Seanad debates
Tuesday, 2 December 2025
Mental Health Bill 2024: Committee Stage
2:00 am
Lynn Ruane (Independent)
I welcome the Minister of State's statement that the use of chemical restraint has reduced. I wonder what a health professional, whether a doctor or whoever else, who is in charge of an individual considers to be a chemical restraint. In some cases, it may be very obvious that chemical restraint is being used and it is noted as that because there is a very clear risk to the person's well-being or to other people or there is an outward physical manifestation that causes a risk, maybe in the person's environment, and a chemical restraint is used because, for whatever reason, it is deemed to be in the best interest of the individual and the people around him or her. In many cases, it is much more subtle than that. In many cases, it is not noted on records as chemical restraint or pharmacological restraint. Sometimes it is really subtle and heavy sedatives are given to an individual. Somebody visiting the next day may say the person is very groggy and ask whether they had a difficult night. When the visitor is told the person had a difficult night, they will not ask any further questions. It is not always noted that there has been a risk assessment and a report done. It is very subtle but it happens in nursing homes.
Dementia intersects with older mental health. People end up on particular wards and when sedatives are given, it is noted that a sedative was given, not that the person was given a sedative because they were walking the corridors at night. That is no reason to give a sedative unless the person consents and it is part of their care plan. The only reason I became so aware of this and that I read other investigations into nursing homes in Ireland to see if it was common practice was that I questioned why an individual was clearly groggy on several occasions and the staff naively told me - they did not see anything wrong with the answer they gave - that it was because he kept singing at night. My mind was blown. I monitored this over a period, did my own research and read a research paper. I forget the name of the author but I will remember it in time. The research was done in Ireland on the use of chemical restraint among older people. We are going to end up with older people who have intersections with different types of dementia, Alzheimer's disease, etc., may be in particular care settings, and may also intersect with capacity assessments.

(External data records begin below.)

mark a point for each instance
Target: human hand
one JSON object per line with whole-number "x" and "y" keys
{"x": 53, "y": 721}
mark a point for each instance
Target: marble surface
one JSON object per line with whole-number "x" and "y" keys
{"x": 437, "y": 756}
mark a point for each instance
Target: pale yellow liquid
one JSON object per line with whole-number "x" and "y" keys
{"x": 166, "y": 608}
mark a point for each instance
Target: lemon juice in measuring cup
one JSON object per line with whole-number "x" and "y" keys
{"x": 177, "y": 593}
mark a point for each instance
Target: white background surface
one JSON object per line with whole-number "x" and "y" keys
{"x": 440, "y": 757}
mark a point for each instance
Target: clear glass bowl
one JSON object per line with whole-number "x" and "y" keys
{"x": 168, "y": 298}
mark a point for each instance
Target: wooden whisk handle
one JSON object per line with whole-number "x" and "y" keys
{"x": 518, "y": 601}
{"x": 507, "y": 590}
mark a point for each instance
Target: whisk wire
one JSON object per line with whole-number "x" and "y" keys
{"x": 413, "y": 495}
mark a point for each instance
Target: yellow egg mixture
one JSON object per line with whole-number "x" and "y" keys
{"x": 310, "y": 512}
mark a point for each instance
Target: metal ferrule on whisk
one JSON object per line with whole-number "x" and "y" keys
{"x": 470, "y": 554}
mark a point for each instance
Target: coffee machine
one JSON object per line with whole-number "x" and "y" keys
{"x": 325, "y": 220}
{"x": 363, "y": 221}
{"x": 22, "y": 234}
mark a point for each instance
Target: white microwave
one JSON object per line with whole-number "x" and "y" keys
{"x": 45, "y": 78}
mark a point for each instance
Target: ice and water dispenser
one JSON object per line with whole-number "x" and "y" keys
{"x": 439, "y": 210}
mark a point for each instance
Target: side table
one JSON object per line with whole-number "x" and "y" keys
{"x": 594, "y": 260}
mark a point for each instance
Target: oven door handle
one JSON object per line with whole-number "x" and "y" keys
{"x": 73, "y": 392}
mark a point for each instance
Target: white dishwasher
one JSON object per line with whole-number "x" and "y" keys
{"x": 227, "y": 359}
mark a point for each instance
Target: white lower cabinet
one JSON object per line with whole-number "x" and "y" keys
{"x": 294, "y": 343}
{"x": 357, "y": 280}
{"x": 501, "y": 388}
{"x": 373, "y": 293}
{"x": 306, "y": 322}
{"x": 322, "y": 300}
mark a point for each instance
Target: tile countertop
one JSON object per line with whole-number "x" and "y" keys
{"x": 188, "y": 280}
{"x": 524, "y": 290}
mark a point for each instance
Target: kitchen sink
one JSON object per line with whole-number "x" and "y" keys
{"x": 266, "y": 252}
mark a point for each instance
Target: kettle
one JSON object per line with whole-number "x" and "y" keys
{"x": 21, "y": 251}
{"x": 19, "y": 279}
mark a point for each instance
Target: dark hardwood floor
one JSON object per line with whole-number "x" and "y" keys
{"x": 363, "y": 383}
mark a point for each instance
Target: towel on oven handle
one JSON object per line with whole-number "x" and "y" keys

In the commission's setting of regulations in this regard, we need to be able to have an accurate indicator of how often sedatives are used in relation to behaviour. This is to ensure we do not say they are cases of chemical restraint but we actually catch a lot of the invisible numbers of when sedatives are given and noted on records as a person being given a sedative. The records do not give any reason or insight as to why the person was given a sedative. It may be assumed by other people that the sedative was given because the person wanted to go asleep but that may not actually be the case. It is much more subtle. Is there a way that the full picture can be captured?